Un docente ha chiesto al Ministero dell’Istruzione e del Merito il riconoscimento, in Italia, del titolo di specializzazione abilitante conseguito in Romania, ai fini dell’insegnamento nelle scuole secondarie di secondo grado in una determinata classe di concorso. Il Ministero ha respinto l’istanza con provvedimento del 16.04.2024.

Il TAR Lazio ha accolto il ricorso, ritenendo che l’Amministrazione non potesse pretendere l’adeverință e che la stessa, ove prodotta, attestasse la qualifica professionale dell’istante, quale conseguenza automatica del riconoscimento dei Nivel conseguiti. Il Ministero ha proposto appello, sostenendo che i soli titoli formativi, in assenza del tirocinio e dell’esame nazionale abilitante, non fondano il riconoscimento.
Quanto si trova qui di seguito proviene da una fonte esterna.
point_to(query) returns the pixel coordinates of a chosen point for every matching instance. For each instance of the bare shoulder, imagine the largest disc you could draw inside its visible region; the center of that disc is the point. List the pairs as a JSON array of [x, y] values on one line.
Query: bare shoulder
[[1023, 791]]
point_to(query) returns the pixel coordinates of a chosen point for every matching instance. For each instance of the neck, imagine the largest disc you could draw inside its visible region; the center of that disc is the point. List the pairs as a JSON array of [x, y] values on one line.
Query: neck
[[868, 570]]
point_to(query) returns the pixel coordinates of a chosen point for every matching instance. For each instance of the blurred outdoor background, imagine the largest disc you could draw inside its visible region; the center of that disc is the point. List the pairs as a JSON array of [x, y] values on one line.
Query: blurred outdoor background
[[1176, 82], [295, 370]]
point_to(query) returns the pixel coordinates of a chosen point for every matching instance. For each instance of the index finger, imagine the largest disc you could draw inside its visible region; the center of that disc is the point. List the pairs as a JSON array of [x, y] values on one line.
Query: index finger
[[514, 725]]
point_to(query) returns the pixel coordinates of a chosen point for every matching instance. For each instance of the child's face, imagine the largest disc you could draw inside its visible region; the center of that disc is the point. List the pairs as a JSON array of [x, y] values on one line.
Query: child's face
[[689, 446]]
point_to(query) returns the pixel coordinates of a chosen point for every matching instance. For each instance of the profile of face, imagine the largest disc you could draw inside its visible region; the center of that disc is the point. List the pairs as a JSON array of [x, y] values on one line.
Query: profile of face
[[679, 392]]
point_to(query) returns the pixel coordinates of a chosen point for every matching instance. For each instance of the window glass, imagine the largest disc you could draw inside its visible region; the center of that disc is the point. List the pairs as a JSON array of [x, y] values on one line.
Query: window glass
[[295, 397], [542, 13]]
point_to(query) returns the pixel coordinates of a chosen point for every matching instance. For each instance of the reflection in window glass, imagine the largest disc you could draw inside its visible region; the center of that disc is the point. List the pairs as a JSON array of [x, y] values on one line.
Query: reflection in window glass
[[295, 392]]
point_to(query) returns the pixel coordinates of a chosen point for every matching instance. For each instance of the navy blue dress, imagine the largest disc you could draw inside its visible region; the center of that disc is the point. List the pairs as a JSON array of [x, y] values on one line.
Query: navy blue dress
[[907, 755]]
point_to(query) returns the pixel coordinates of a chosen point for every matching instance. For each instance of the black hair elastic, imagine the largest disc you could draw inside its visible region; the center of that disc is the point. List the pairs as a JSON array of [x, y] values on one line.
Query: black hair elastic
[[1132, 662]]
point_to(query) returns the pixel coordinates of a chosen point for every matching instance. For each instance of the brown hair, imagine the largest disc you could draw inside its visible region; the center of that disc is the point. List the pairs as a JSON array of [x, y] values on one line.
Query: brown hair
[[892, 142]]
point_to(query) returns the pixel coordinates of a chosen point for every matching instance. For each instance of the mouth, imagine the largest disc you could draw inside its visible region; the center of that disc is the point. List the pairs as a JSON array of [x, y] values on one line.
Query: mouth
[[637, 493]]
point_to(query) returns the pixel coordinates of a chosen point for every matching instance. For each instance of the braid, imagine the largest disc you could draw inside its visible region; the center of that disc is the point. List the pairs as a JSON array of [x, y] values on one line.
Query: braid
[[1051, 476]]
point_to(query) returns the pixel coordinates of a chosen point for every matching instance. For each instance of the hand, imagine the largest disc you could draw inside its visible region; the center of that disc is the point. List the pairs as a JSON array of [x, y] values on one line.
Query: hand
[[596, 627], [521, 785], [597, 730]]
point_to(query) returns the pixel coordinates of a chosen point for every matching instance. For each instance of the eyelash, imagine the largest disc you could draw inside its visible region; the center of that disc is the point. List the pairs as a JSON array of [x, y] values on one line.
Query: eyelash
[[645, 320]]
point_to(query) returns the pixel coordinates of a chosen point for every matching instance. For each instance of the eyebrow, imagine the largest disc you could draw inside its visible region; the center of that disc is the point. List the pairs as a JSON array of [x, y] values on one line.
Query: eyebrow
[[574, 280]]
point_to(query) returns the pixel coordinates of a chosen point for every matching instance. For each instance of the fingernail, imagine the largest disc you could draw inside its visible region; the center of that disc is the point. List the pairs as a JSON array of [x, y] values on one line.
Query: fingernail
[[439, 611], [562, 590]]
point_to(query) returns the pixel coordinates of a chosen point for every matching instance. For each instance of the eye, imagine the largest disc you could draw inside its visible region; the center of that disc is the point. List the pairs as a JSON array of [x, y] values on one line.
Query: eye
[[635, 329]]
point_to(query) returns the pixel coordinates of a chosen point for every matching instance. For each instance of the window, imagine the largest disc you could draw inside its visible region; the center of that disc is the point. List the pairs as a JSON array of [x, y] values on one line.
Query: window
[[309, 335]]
L’appellato ha resistito, richiamando le pronunce dell’Adunanza Plenaria del 2022 sulla necessità di una valutazione in concreto.
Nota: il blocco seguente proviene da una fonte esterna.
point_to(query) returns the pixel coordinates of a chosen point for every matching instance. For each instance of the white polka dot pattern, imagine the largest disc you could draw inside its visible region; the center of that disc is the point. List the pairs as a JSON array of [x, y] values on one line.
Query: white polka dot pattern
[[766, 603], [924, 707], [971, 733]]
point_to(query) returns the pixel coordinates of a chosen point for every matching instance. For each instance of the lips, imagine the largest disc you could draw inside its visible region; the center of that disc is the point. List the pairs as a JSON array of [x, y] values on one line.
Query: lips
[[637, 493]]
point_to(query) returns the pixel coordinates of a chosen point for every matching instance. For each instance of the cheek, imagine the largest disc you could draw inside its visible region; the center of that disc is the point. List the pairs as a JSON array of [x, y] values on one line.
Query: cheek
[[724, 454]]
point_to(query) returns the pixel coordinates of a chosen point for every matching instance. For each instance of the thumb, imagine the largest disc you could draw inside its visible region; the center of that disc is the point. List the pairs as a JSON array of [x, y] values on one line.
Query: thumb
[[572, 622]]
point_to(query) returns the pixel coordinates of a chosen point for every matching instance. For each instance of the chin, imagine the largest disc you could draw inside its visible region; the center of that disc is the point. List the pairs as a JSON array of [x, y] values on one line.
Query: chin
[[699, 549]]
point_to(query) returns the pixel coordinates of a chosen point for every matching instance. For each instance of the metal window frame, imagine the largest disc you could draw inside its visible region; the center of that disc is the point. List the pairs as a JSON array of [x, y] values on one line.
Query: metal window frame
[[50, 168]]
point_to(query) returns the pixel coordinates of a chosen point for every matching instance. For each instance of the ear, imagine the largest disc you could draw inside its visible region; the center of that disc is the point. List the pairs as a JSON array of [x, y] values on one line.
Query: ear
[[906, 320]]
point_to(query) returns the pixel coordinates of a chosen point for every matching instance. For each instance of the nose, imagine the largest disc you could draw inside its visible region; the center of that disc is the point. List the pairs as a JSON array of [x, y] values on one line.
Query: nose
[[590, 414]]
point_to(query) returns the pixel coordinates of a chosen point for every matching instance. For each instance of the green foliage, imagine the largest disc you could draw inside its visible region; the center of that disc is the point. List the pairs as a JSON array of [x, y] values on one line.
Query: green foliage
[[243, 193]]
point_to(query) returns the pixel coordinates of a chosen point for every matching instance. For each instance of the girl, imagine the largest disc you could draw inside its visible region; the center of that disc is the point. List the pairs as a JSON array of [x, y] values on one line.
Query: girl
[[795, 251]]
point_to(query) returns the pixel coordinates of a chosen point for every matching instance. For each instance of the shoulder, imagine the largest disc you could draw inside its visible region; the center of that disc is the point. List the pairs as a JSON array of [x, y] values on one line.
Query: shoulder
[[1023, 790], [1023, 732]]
La Motivazione della Corte

Il Consiglio di Stato respinge l’appello, ma corregge la motivazione del primo giudice. Non è condivisibile l’affermazione secondo cui il Ministero non potesse richiedere l’adeverință: il collegio ribadisce i principi già espressi da Cons. Stato Sez. VII n. 2934 del 2026, n. 7765 del 2025, n. 7253, 7254 e 7263 del 2025 e n. 10423 del 2024.
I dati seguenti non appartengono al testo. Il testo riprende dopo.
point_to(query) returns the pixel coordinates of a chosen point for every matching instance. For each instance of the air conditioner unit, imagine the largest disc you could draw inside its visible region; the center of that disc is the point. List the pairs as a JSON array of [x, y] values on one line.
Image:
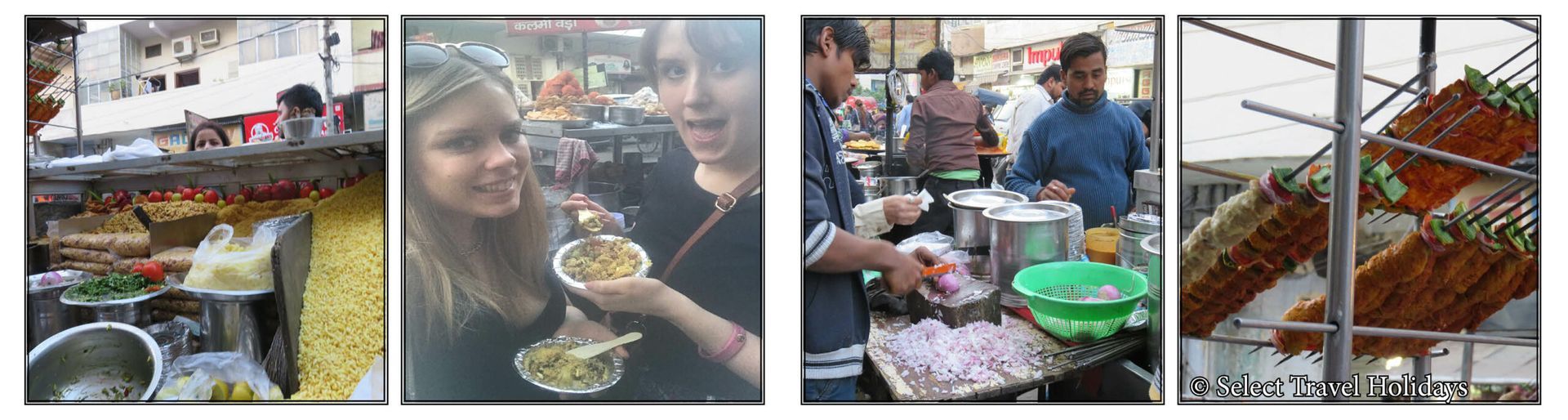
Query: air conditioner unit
[[207, 38], [184, 49]]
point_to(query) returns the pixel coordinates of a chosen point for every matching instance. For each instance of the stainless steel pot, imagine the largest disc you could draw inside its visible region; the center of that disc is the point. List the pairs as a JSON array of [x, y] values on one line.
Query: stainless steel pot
[[47, 315], [1152, 247], [229, 319], [1024, 235], [98, 362], [588, 112], [1129, 249], [971, 228], [898, 185], [626, 114]]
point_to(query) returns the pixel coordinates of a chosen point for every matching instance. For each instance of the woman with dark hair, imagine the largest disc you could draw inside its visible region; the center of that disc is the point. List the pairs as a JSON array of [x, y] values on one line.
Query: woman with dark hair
[[474, 223], [209, 135], [700, 221]]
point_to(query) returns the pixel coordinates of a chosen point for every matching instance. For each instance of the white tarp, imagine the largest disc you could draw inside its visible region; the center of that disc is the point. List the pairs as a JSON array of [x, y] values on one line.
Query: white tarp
[[1217, 73]]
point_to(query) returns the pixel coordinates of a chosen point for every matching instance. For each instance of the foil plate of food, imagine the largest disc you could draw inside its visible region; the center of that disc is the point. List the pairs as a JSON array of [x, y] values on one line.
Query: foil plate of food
[[599, 257]]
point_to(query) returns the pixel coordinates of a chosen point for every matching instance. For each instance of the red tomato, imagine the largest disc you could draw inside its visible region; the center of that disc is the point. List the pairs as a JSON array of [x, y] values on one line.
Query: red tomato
[[153, 271]]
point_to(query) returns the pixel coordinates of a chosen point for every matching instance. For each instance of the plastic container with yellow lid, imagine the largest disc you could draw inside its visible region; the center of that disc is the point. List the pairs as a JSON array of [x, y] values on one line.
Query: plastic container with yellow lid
[[1101, 244]]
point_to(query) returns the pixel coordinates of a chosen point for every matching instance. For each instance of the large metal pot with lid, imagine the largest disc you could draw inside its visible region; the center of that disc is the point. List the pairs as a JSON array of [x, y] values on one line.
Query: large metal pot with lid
[[1152, 247], [971, 228], [1129, 249], [1024, 235]]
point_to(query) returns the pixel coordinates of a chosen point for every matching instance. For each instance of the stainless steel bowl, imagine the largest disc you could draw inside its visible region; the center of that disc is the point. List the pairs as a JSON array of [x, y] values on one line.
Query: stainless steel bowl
[[301, 127], [229, 319], [626, 114], [95, 362], [617, 365], [588, 112], [560, 257]]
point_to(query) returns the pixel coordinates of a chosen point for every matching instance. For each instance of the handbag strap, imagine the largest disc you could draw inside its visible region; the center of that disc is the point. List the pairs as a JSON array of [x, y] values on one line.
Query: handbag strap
[[722, 206]]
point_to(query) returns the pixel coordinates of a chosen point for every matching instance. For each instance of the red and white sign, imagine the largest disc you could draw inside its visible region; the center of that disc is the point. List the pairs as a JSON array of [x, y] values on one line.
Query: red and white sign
[[569, 25], [1039, 57], [264, 126]]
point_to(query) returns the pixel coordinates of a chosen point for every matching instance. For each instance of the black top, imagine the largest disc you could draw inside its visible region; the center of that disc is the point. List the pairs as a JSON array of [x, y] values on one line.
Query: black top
[[479, 364], [722, 273]]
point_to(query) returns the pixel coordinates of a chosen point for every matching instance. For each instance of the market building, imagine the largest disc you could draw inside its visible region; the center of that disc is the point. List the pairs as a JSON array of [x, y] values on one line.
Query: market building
[[138, 77]]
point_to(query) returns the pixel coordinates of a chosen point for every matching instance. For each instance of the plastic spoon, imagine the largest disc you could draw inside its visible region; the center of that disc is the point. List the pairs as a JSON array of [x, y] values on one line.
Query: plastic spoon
[[593, 350], [588, 221]]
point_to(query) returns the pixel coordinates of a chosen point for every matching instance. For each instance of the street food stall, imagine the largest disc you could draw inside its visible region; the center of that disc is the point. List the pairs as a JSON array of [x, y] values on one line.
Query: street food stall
[[1018, 309], [1325, 281], [253, 271]]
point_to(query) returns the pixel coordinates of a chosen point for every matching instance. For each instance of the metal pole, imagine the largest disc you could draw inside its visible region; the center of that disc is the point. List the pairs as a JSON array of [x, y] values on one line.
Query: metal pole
[[1421, 367], [1390, 141], [1343, 208], [1392, 333], [1526, 25], [1288, 52], [1468, 364], [1156, 132], [76, 76], [1429, 46], [327, 69]]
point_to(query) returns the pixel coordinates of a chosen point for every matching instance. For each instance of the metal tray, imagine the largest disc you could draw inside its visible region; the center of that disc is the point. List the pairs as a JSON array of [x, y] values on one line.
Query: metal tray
[[560, 256], [617, 365]]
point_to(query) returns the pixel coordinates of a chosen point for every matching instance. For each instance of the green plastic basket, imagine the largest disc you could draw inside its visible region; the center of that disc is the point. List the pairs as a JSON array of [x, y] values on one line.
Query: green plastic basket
[[1054, 290]]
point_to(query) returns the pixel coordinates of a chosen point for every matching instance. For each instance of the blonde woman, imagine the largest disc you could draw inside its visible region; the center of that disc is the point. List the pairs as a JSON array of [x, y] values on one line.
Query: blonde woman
[[474, 223], [703, 314]]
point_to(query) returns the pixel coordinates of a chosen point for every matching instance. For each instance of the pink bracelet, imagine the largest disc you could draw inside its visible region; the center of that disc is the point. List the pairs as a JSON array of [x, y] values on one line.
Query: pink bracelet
[[737, 341]]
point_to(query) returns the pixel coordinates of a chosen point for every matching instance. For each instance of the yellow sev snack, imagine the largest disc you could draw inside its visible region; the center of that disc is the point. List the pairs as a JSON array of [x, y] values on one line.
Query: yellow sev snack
[[342, 326], [243, 215]]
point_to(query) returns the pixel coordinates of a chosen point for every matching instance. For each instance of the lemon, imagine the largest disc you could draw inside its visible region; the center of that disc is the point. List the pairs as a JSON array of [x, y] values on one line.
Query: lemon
[[242, 392]]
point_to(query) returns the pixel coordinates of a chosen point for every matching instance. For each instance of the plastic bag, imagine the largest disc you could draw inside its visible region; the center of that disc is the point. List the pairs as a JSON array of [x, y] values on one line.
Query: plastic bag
[[935, 242], [221, 264], [137, 150], [204, 375]]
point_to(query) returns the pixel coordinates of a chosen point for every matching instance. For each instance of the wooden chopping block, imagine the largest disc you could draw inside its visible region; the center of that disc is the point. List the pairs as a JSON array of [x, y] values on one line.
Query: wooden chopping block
[[973, 302]]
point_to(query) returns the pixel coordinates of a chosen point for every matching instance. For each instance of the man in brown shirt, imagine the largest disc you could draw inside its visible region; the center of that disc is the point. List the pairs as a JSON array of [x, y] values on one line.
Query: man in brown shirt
[[941, 143]]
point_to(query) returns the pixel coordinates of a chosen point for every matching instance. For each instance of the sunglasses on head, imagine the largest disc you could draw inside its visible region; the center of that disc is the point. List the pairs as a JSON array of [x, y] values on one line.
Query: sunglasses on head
[[425, 56]]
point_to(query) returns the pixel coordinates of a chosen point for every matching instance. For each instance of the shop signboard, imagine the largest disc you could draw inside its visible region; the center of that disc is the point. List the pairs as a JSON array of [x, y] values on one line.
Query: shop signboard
[[1040, 56], [524, 27], [1125, 49], [1000, 61], [911, 38]]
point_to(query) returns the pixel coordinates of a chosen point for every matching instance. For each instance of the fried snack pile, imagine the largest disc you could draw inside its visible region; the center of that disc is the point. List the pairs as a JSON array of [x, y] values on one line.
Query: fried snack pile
[[550, 364], [243, 215], [342, 326], [603, 261], [170, 210]]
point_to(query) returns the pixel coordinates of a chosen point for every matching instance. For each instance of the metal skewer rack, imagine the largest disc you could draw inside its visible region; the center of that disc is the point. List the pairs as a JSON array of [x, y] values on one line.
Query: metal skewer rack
[[1343, 208]]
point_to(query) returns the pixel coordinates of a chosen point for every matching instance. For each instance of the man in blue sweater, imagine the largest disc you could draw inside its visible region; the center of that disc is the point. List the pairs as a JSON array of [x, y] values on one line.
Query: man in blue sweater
[[836, 314], [1085, 148]]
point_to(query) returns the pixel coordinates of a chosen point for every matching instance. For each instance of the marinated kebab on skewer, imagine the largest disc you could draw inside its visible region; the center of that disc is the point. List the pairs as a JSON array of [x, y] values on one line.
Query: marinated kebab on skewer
[[1258, 237], [1503, 131], [1433, 279]]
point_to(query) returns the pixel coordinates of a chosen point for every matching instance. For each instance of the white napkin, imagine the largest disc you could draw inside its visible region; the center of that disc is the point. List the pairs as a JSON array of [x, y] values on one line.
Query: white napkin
[[925, 201]]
Tale indirizzo è conforme alla giurisprudenza unionale richiamata, secondo cui la libertà di circolazione non impone allo Stato membro ospitante di attribuire a un titolo di formazione rilasciato nello Stato di origine un valore superiore a quello che esso possiede in quest’ultimo.

Il collegio rileva, tuttavia, che nel caso concreto l’adeverință non è stata valutata dall’Amministrazione con il provvedimento impugnato ed è stata depositata in giudizio dalla parte interessata. Ne deriva che il Ministero, in ottemperanza alla sentenza appellata, deve rideterminarsi sul riconoscimento del titolo alla luce della documentazione sopravvenuta.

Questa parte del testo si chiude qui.